Excluding non-unique fixed points:
    Kept 10/1157 unique fixed points with uniqueness tolerance 0.03.
Excluding outliers:
    Kept 8/10 fixed points with within outlier tolerance 0.1.

Visualize the found approximate fixed points.
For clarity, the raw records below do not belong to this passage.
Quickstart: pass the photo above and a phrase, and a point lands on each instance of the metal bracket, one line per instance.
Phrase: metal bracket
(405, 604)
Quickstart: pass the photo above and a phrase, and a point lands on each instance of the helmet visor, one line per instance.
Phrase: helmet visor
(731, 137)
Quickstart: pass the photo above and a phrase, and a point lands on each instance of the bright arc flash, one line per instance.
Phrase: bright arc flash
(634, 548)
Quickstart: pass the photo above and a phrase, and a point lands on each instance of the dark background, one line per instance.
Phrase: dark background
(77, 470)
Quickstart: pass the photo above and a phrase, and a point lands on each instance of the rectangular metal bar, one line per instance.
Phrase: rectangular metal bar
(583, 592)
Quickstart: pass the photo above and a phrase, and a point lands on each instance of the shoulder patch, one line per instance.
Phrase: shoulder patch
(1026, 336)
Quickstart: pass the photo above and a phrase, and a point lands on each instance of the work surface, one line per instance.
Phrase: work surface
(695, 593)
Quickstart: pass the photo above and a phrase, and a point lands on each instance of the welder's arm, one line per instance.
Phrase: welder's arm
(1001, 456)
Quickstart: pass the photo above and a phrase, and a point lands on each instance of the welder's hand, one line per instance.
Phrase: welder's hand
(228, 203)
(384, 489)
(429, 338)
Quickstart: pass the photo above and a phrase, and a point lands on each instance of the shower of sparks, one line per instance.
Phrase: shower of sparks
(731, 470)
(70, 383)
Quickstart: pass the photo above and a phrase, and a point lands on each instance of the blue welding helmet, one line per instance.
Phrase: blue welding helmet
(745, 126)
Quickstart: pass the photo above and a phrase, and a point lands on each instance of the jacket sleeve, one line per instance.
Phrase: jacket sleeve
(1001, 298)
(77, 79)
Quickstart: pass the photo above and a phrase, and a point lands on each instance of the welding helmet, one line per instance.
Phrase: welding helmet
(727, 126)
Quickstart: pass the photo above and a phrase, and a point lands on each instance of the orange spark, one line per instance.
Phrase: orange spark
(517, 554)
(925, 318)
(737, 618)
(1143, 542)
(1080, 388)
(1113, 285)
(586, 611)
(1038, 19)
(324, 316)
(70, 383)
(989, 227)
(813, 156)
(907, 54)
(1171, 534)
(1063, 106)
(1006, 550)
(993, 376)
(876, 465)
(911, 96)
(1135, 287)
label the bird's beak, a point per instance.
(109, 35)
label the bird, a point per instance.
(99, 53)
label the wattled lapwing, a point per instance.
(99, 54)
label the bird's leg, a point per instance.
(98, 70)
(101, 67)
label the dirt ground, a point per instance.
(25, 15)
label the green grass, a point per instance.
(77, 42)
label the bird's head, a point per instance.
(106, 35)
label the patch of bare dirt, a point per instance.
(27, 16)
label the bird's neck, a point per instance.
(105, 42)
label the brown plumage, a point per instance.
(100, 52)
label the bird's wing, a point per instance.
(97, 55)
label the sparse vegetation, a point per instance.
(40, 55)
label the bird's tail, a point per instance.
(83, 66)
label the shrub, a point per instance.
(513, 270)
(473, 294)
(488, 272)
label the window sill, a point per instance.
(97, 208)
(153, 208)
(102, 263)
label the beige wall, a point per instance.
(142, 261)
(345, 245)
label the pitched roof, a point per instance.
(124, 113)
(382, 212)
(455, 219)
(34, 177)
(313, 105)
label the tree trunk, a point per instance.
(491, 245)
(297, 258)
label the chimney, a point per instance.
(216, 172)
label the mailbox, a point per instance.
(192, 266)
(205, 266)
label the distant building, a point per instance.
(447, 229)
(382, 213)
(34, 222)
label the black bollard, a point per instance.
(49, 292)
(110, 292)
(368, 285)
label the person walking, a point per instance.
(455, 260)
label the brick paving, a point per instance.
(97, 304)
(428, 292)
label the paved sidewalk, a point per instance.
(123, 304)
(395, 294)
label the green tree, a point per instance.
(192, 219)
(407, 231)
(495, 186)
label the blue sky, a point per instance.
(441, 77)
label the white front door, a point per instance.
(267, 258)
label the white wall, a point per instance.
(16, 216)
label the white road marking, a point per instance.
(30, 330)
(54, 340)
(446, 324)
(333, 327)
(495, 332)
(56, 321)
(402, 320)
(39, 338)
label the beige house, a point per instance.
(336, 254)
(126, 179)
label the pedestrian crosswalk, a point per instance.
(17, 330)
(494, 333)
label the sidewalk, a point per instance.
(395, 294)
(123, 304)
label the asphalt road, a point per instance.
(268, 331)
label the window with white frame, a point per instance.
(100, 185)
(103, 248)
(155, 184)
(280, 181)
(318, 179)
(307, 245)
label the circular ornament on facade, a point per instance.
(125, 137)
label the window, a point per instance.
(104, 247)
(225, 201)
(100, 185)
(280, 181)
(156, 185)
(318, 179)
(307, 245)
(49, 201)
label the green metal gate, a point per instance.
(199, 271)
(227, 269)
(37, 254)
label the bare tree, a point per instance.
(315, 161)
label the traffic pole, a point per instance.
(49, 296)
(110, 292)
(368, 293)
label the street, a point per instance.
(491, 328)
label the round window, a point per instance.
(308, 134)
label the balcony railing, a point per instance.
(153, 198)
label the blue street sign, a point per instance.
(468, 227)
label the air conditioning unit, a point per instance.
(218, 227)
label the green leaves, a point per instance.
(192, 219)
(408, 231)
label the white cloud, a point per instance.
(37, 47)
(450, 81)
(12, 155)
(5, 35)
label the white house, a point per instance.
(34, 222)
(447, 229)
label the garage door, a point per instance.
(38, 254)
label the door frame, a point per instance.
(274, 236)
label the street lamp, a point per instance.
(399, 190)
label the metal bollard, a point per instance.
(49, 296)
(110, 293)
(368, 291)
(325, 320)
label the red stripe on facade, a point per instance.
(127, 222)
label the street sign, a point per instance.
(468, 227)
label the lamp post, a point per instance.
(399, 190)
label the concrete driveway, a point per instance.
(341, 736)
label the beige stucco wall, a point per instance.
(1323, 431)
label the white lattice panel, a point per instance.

We see that they found an approximate line attrator, corresponding to our PC1, along which evidence is integrated during the stimulus period.

[16]:
# Plot in the same space as activity
plt.figure(figsize=(10, 5))
for i in range(10):
    activity_pc = pca.transform(activity_dict[i])
    trial = trial_infos[i]
    color = 'red' if trial['ground_truth'] == 0 else 'blue'
    plt.plot(activity_pc[:, 0], activity_pc[:, 1], 'o-', color=color, alpha=0.1)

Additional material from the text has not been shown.